Saat tam 8:30'du ki kapı sert bir şekilde çaldı. Berat, neredeyse fırlayarak kapıya koştu, kalbi hızla atıyordu. Kapıyı açtığında, Göktuğ'un dimdik duran siluetiyle karşılaştı. Yaman'ın abisi, her zamanki gibi disiplinli duruşuyla, kapının önünde duruyordu. Üzerindeki askeri üniforma ona daha da otoriter bir hava katıyordu. Yüzünde en ufak bir duygusal değişiklik yoktu, sadece görev bilinciyle dolu, sert bir ifade.

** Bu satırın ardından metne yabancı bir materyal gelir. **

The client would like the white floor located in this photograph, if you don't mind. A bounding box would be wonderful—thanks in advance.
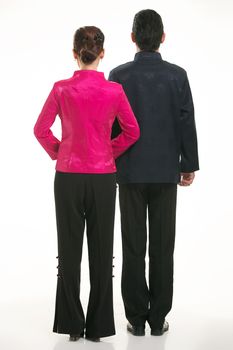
[0,299,233,350]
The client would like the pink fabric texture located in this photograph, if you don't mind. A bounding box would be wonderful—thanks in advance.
[34,70,140,173]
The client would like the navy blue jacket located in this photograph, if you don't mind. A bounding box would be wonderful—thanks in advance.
[109,51,199,183]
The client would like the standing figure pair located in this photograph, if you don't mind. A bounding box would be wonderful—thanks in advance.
[34,10,199,341]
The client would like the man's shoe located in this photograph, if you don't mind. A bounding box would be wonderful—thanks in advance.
[86,336,100,343]
[127,323,145,336]
[151,320,169,335]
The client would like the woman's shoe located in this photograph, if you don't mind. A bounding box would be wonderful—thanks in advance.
[86,336,100,343]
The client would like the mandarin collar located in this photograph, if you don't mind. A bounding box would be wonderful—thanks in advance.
[134,51,162,61]
[73,69,105,79]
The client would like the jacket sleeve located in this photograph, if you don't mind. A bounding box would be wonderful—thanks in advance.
[180,73,199,173]
[34,86,60,160]
[112,87,140,159]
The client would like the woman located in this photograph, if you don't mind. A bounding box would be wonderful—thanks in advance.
[34,27,139,341]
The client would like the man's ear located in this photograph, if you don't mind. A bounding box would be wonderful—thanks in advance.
[131,32,136,43]
[161,33,166,44]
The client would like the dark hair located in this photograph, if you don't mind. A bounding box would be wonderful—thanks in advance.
[74,26,104,64]
[133,10,163,51]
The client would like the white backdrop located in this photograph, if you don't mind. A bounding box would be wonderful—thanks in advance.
[0,0,233,350]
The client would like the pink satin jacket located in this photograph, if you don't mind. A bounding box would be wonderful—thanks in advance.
[34,70,140,173]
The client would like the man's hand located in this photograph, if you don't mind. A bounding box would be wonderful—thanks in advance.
[179,173,195,186]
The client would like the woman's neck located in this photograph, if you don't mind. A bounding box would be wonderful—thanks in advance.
[79,60,99,70]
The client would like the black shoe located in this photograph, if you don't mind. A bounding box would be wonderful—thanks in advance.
[69,332,84,341]
[86,336,100,343]
[127,323,145,336]
[151,320,169,335]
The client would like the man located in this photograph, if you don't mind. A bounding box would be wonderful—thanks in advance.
[109,10,199,336]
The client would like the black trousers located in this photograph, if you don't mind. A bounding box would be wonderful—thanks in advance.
[119,183,177,329]
[53,172,116,337]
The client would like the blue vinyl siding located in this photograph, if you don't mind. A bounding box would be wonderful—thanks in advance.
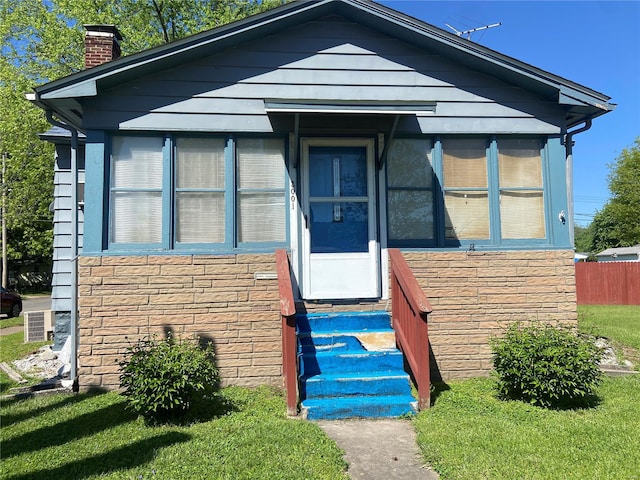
[84,16,564,134]
[82,130,109,254]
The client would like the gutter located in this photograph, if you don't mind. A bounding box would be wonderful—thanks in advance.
[564,117,592,249]
[45,110,78,391]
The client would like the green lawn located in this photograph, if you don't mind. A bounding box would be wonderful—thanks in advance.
[0,387,348,480]
[415,306,640,480]
[415,375,640,480]
[0,316,24,328]
[578,305,640,350]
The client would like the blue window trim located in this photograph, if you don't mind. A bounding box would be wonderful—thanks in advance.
[99,131,290,255]
[386,134,570,250]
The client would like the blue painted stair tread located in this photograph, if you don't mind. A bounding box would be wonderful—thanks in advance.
[296,312,415,420]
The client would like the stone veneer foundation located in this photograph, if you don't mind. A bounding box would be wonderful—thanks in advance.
[78,250,577,390]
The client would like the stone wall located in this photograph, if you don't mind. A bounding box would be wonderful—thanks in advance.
[78,250,577,389]
[78,255,282,389]
[403,250,577,380]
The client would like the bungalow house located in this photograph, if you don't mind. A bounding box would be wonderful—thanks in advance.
[30,0,613,412]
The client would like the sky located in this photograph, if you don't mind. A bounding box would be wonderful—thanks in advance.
[378,0,640,227]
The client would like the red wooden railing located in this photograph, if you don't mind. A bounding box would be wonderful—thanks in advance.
[276,250,298,415]
[389,248,433,410]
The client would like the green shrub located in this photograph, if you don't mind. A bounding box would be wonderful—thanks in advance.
[120,334,219,421]
[491,324,602,408]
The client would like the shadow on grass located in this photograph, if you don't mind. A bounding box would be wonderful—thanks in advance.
[2,396,136,460]
[431,382,451,406]
[7,432,191,480]
[145,394,240,427]
[495,392,604,412]
[2,394,91,427]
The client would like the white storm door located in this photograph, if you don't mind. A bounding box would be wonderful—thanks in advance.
[302,138,380,300]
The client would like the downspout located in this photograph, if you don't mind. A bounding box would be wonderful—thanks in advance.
[564,118,592,248]
[45,110,78,391]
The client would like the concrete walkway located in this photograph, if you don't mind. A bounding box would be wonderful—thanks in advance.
[316,419,439,480]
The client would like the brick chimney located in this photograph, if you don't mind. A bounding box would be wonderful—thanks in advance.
[84,25,122,68]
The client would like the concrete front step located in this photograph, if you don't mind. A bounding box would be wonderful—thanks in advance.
[302,395,416,420]
[300,350,404,378]
[296,311,391,334]
[297,312,414,420]
[300,371,411,398]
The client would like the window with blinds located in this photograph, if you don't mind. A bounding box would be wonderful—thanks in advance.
[109,136,287,250]
[498,139,546,239]
[175,138,226,243]
[442,138,490,240]
[237,138,286,243]
[387,139,434,241]
[109,137,163,244]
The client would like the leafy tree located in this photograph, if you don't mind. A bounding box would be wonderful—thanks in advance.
[0,0,283,272]
[590,137,640,252]
[573,225,593,252]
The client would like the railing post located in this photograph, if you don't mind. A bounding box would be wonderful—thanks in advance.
[276,249,298,416]
[389,248,432,409]
[416,312,431,410]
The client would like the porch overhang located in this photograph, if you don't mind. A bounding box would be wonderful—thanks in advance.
[264,99,436,115]
[264,99,436,170]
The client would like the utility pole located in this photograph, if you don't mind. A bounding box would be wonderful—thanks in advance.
[0,152,9,288]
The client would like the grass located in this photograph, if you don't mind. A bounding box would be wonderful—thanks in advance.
[578,305,640,350]
[0,316,24,328]
[0,387,348,480]
[415,306,640,480]
[415,376,640,480]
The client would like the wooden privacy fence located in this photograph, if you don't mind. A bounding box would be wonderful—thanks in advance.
[576,262,640,305]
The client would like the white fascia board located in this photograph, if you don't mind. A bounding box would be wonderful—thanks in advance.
[40,79,98,100]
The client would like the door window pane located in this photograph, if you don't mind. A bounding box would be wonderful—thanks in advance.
[309,147,367,197]
[175,138,226,243]
[309,202,369,253]
[237,139,286,242]
[109,137,164,243]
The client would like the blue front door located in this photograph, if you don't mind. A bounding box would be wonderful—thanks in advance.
[302,139,380,299]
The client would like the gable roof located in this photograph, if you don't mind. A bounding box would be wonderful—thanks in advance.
[30,0,615,128]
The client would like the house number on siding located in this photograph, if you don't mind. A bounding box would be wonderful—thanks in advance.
[290,180,296,210]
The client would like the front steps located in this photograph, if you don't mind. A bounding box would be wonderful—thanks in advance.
[296,312,415,420]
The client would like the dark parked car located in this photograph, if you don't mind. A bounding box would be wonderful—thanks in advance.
[0,287,22,317]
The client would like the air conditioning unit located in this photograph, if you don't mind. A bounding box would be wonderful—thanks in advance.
[24,310,56,343]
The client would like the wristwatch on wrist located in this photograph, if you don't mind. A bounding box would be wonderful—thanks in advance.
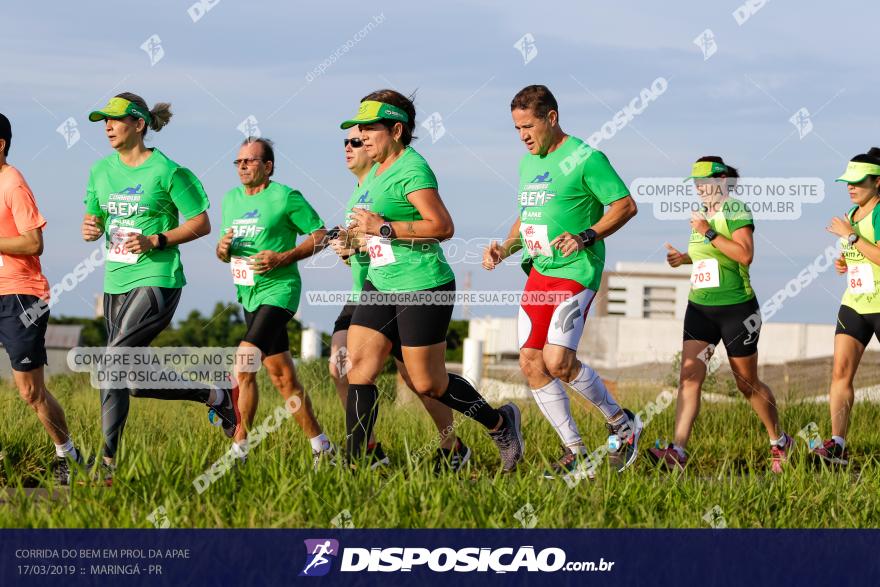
[379,222,394,238]
[578,228,599,247]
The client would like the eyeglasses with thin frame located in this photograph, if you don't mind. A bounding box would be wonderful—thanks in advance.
[232,157,263,167]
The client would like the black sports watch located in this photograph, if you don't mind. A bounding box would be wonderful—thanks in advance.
[578,228,599,247]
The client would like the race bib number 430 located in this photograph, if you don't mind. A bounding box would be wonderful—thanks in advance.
[107,225,143,264]
[846,263,874,293]
[367,236,396,267]
[691,259,721,289]
[519,224,553,257]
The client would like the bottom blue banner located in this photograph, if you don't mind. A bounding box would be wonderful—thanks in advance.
[0,529,880,587]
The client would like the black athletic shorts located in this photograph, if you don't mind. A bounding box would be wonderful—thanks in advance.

"Abi..." diye fısıldadı Berat, gözleri dolu dolu.
Göktuğ, ona kısaca başını sallayarak karşılık verdi ve doğrudan içeriye girdi. Etrafı hızla gözden geçirip, Metin'e bakarak, "Şimdi anlatın," dedi, sesi sert ve netti. Olayı anlamaya kararlıydı.
Berat, tüm detayları bir çırpıda anlattı. Yaman'ın birkaç gün önce eve gelip, sonra aniden ortadan kaybolduğunu, cep telefonunun kapalı olduğunu, ulaşmak için her yolu denediklerini ama hiçbir iz bulamadıklarını söyledi. Göktuğ, hiçbir kelimeyi kaçırmadan dinledi. Yüzü değişmedi, ama zihninde olayları bir araya getiriyordu.
"En son nerede görüsünüz?" diye sordu Göktuğ, gözlerini Berat'a dikerek.
"En son okulda final teslimi sırasında gördüm," dedi Berat. "O gün birlikte kahvaltı yaptık hiç bir sıkıntı yoktu."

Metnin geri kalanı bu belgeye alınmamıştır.